I am committed to do the work but the difficulties of my life continually take me out of it, leaving me feeling disappointed. Clearly I need to change my situation so I can do the work.
For most of us, ordinary life is very hard. There are many setbacks and difficulties. Our attention is continually being pulled involuntarily in different directions. But let’s be clear. If we did not have these problems, we would have no interest in the work and no opportunity to work.
I remember Baba Ram Das saying: “No appointment, no disappointment.” This is true from one point of view and it’s a valuable insight, but not one for all occasions. The first step towards the work is taken when you come to understand that the world cannot satisfy you, that for all its beauty, everything it has to offer you is insufficient. This is a great disappointment but a necessary one.
And it must be noted that successful people, in the conventional sense, are rarely attracted to the fourth way for long. They may think that this work will help them be more successful, that it will give them additional powers for personal attainment, but it is not so.
The difficulties of life are necessary for work. The greater difficulty is when we are no longer disappointed for ourselves because then a huge source of work energy is lost.
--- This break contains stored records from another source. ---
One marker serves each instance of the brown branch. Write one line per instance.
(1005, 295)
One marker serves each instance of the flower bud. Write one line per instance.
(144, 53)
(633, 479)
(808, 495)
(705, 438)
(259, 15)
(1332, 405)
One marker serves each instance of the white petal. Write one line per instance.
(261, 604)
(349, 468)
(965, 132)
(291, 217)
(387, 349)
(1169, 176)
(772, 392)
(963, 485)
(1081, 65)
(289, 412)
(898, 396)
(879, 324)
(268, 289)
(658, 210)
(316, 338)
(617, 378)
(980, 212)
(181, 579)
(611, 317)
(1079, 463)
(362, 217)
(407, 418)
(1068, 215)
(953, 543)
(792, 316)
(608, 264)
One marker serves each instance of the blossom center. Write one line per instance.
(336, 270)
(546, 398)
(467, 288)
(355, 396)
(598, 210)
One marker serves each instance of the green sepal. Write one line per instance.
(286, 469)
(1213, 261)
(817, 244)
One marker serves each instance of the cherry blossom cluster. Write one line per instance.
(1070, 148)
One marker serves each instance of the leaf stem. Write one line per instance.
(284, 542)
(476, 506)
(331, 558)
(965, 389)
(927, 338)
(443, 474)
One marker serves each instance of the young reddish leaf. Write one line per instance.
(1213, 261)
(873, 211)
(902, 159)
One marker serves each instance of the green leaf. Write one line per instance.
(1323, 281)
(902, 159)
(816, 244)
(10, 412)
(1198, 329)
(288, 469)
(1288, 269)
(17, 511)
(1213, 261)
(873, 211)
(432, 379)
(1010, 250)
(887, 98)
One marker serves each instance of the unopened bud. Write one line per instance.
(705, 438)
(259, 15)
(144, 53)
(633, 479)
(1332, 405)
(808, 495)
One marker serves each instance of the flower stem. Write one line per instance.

Equanimity is much more dangerous to one’s work than struggle, although equanimity also has its place in the later stages, when it is no longer a cover for complacency or defeatism. But we have the ongoing heartbreak of disappointment on behalf of others, especially our children and young friends.
For me, the disappointment leads to negative thoughts and moods which make it impossible to work.
Dealing with one’s negativity about oneself is absolutely critical. Continual self-criticism is enormously destructive. In the process of learning meditation, control of these states can be developed. Essentially, in meditation you learn to separate from thinking, to know in real time that you are perception and attention, not the thinker. This separation is dis-identification, a disengagement from the thinker and a re-engagement with voluntary attention. It is not stopping thoughts. It is a shift of identity.
This does not come easily for me.
There are other things you can do. Vajrayana teaches hundreds of possible antidotes. Strictly speaking, meditation is not an antidote. Placing attention on sensation can be effective. Negative thoughts need a certain amount of attention to flourish. Shifting attention elsewhere is like cutting the power cord on negative thinking. Move to an activity that diverts your attention.
Voluntarizing negative states and self-talk can also generate surprisingly positive results; rather than compound the negativity by criticizing yourself for it, agree to go into it. Intentionally make yourself emphatically negative and see what it looks like (probably best in private). You may even laugh at yourself, which is a most wonderful antidote.
Ultimately, the only real refuge is to be present in the present. That is where real help can be found. The past and the future have almost all the negativity in our lives. Of course, there may be exceptions such as those who experience high levels of physical pain.
One general rule. When in a negative space, do not let yourself think about or act upon anything important, until the mood has passed. Protect what is precious to you.